Однако теперь, когда телега скатывалась с крепостного холма, взору седоков открывалась изумительная картина. И дядя Саша, как дитя, чтобы не вывалиться из двуколки, прижался к спине Лукьяна, неотрывно, жадно разглядывая небо и землю. Видение воцарившегося утра ударило по глазам, и далее он ехал как бы ослепший, пораженный громом света, проясненностью далей. Он ехал и думал для себя необычно торжественно.
«Свету сколько… Простору… А я почернел, выгорел изнутри. На земле так красиво… А я такой серый, мрачный. Прав Никанор: тяжкий я человек. А еще странно, что ничего от мыслей таких в природе не меняется: и сам прежний, и голос, и походка, не говоря о других людях, о солнце, о земле. Все на месте, держится, не дрогнет…»
Отъехав от городка с полкилометра, не сговариваясь, оглянулись. Крепость на холме, не заслоненная опавшими листьями, лепилась на круче — беленькая, серый плитняк-известняк на солнце пообсох и поярчал. Остатки желтого на деревьях подзолачивали видение… Внизу, вокруг холма и дальше, за речкой, серым кострищем лежал городок, над ним, как стрелки травы, пробивались к небу дымочки, обозначая жизнь. Вот на шоссе встречная показалась машина, настоящий автомобиль грузовой. Она гулко трещала дизелем и была по всем данным — трофейной техникой. Но это была — машина. Дитя двадцатого века. И она, сия пахучая и трясучая тварь, придавала утру какую-то обнадеживающую солидность. Запахло отработанной горючкой. Синим облаком над обочиной потянулись выхлопные газы. И все это очень понравилось гнилицким ездокам.
— Григорьич, купил чего в городе? Котомка у тебя потолстела…
— Купил… Тряпочек два сорта: на детей да на бабу. Калошей на все ноги. Валенцы на двойню. Да вот «подушечек» кило. На ораву… Чаи сладкие распивать.
— И вся телушка?
— И за это спасибо!
Лукьян Григорьевич покрутил вожжами над головой, как пропеллером. Поправил на плече, под фуфайкой, лямку, что удерживала на обрубке ноги протез.

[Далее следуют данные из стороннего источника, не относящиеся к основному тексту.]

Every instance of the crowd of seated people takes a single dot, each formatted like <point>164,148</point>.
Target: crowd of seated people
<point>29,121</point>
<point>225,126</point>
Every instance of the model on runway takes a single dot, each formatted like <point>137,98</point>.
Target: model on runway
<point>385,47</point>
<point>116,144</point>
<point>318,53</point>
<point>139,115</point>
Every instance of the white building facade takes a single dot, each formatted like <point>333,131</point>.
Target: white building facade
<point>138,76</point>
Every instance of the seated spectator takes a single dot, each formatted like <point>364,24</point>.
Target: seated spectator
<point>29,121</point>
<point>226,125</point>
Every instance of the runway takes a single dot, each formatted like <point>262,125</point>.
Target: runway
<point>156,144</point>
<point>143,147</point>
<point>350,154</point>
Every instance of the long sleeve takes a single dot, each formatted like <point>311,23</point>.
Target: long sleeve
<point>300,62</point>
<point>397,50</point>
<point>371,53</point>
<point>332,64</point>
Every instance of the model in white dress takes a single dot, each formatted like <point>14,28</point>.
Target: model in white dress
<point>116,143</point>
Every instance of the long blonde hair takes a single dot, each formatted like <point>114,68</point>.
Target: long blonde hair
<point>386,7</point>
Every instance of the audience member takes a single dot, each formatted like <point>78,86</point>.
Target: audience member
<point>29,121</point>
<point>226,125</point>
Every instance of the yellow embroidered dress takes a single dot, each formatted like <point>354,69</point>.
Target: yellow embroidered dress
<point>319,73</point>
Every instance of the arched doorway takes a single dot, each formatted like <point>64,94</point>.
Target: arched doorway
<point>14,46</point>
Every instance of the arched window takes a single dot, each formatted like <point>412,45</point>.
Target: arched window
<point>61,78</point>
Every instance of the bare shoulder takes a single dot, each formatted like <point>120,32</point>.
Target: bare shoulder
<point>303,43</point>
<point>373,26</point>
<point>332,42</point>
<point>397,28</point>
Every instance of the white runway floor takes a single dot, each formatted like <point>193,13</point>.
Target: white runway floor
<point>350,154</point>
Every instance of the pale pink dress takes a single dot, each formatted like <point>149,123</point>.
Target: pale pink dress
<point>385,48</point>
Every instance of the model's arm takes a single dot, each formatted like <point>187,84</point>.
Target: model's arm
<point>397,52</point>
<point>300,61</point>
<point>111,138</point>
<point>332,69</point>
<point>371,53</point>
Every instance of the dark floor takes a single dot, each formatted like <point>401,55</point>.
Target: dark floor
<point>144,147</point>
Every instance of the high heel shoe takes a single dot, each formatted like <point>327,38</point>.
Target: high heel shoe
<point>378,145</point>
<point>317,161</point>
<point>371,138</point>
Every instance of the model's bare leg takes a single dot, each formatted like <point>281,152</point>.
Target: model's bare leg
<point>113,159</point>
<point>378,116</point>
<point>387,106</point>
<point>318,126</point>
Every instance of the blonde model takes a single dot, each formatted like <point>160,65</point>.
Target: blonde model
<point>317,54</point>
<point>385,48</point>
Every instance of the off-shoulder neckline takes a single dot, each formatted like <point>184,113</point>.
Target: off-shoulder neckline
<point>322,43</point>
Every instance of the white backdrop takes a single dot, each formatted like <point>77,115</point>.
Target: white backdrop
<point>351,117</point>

— А себе чего купил? Тоже небось калоши?
— Да нет… У меня пока все справное. Солдатское. Я хоть и без ноги приехал, однако — с мешечком!
— С каким таким мешечком?
— А с заплечным.
Сейчас обоим хотелось поговорить, подвигать челюстями. Город, в котором они чувствовали себя скованно, настороженно, теперь остался позади… Лукьян Григорьевич как бы подтаивал постепенно, заметно воодушевляясь по мере приближения к дому.
— Вещевой наш мешечек — очень мудрой конструкции штуковина. Во-первых, не вдруг его потеряешь. Он у тебя как горб на спине, ежели в странствиях. А далее — он тебе и мебель: заместо кресла, и постельное: подушка — милое дело; и кладовая, и гардеробная, а также — буфет с закуской и выпивкой — все тот же мешечек. А главное — уверенности придает. Лучше всяких погон.
— А что хоть привез-то в своем гардеробе? Из заграницы? Небось полосатый мундир — лагерный?
— Не. Иголок я привез. Патефонных. Пять кило. На них и отъелся. Иголочка патефонная после войны самым ходовым товаром сделалась… Песен людям захотелось, музыки. Лихо я тогда сообразил… Еще в войну за границей, когда последний раз утекал из плена, вышел я на разбитый магазинчик. Разная чепуха несъедобная. И вдруг — иголочки! Ну, я их сразу и запаковал в мешечек. И всюду таскал за собой. Даже в госпитале, когда гангрена вышла, в личной тумбочке держал те иголки. Как гостинец.
— А чего ты столько детей настряпал? Пятеро человек! За три неполных года…
— Дак я, вопчем-то, молодой. Сорок мне в мае было. Еще в сельпо окно я тогда разбил… Костылем. Да и Верка моя — баба не дура: дождалась, не ослабела. Со старшеньким. Семь годочков мальцу. В школу надо бы справлять, да говорит: не хочу! Без сапогов, ишь ты, без кожаных — «не хочу!». А вот и ничего! На других-то за зиму насмотрится, настрадается… На другой-то год босиком побежит! С зависти…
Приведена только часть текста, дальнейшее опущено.